Tetapi ekonomi juga memainkan peran penting.

"Area lahan yang sering banjir biasanya memiliki harga sangat murah untuk pembangunan permukiman, jadi di Guwahati, India dan Dhaka di Bangladsh, kita melihat orang-orang berpindah [ke area rawan banjir], sehingga area itu menjadi permukiman," jelasnya.

"Mungkin bukan pilihan banyak orang untuk tinggal di daerah itu karena mereka mungkin tidak memiliki banyak pilihan.

"Jika ada program perumahan umum yang bagus atau pilihan lain, saya pikir orang mungkin tidak akan memilih untuk tinggal di daerah berbahaya."

Para peneliti berkata kunci penyebab banjir adalah hujan deras, badai tropis dan atau gelombang pasang, dan salju dan es yang mencair.

Jebolnya bendungan mewakili kurang dari 2% banjir yang diamati dalam penelitian itu, kendati begitu insiden itu mencatat peningkatan tertinggi dalam hal populasi yang terpapar.

Melihat ke masa depan, para penulis mengatakan mereka memperkirakan jumlah yang berisiko banjir akan terus meningkat.

Basis data di balik penelitian ini - yang disebut sebagai yang terbesar dan paling akurat yang pernah dikompilasi - bisa dibuka di sini.

Penelitian ini telah diterbitkan di jurnal Nature.
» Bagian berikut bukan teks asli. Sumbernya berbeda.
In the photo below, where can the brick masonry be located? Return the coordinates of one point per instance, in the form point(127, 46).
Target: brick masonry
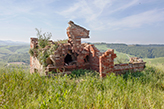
point(77, 55)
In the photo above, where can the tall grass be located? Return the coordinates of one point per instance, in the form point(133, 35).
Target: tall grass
point(20, 89)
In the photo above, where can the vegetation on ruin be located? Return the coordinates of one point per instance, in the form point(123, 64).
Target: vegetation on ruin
point(20, 89)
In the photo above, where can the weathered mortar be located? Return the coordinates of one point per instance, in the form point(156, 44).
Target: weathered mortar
point(74, 55)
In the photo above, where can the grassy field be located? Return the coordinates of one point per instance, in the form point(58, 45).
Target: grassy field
point(156, 61)
point(142, 90)
point(121, 57)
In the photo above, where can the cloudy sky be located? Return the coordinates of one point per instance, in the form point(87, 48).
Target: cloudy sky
point(112, 21)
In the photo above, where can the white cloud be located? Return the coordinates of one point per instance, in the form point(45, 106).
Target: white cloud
point(94, 12)
point(138, 20)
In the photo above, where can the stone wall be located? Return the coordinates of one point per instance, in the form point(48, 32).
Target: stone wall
point(74, 55)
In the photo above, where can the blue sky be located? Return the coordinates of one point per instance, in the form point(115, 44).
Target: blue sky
point(112, 21)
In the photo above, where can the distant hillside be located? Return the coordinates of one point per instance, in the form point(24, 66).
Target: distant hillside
point(17, 53)
point(142, 51)
point(9, 42)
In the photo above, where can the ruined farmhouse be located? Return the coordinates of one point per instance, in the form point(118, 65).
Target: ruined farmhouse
point(65, 57)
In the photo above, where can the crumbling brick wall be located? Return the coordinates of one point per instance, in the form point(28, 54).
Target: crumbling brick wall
point(74, 55)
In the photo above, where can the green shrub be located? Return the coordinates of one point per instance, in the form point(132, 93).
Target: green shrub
point(43, 38)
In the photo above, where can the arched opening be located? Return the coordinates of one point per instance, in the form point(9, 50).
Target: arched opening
point(68, 59)
point(86, 59)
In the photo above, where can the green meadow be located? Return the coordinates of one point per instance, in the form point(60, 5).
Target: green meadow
point(82, 89)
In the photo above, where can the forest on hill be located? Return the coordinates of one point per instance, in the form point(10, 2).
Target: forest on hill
point(142, 51)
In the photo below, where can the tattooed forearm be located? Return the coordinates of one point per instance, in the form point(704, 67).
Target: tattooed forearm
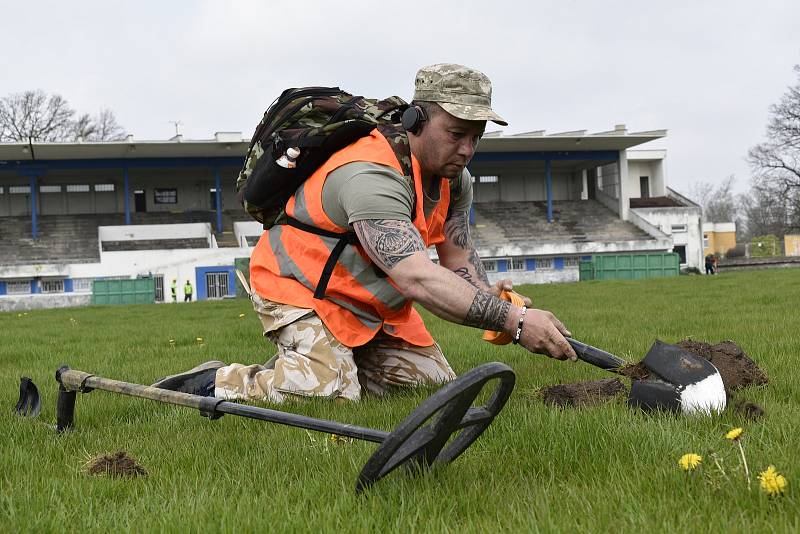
point(464, 273)
point(477, 264)
point(487, 312)
point(456, 229)
point(389, 241)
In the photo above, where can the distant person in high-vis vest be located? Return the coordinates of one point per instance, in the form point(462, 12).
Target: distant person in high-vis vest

Seberapa parah banjir di Indonesia?

Menurut laman Global Flood Database, Indonesia tidak termasuk dalam daftar negara-negara yang mengalami peningkatan bencana banjir pada 2030.

Namun, laman itu juga mencatat beberapa wilayah yang terdampak banjir yang parah akibat intensitas hujan yang tinggi di Indonesia dalam 20 tahun terakhir.

Di laman basis data itu terpampang dua katagori, yaitu jumlah orang yang kehilangan tempat tinggal dan luas wilayah yang terdampak bencana banjir.

Untuk katagori jumlah warga yang kehilangan tempat tinggal, paling parah terjadi pada banjir di sebagian Sulawesi dan Sumatra pada 10 Desember 2003.

Laman itu mencatat durasi hujan di dua kawasan itu selama 44 hari dan mencatat korban sebanyak 148 orang.

Lalu 350.000 orang kehilangan tempat tinggal akibat banjir yang merendam total wilayah seluas lebih dari 2.800 km per segi.

"Kawasan ini menunjukkan peningkatan 17,9 persen populasi yang terkena banjir selama tahun 2000 hingga 2015," tulis laman Global Flood Database.

Untuk katagori wilayah yang paling terdampak bencana banjir, situs itu juga menunjukkan peta di wilayah Kalimantan Timur, Tengah dan Selatan.

Pada 16 April 2010, akibat hujan selama 16 hari, kawasan itu dilanda banjir parah yang menggenangi total wilayah 6.100 km per segi.

Tidak tercatat ada korban jiwa, namun "kawasan ini menunjukkan peningkatan 15,7% populasi yang terkena banjir selama tahun 2000 hingga 2015."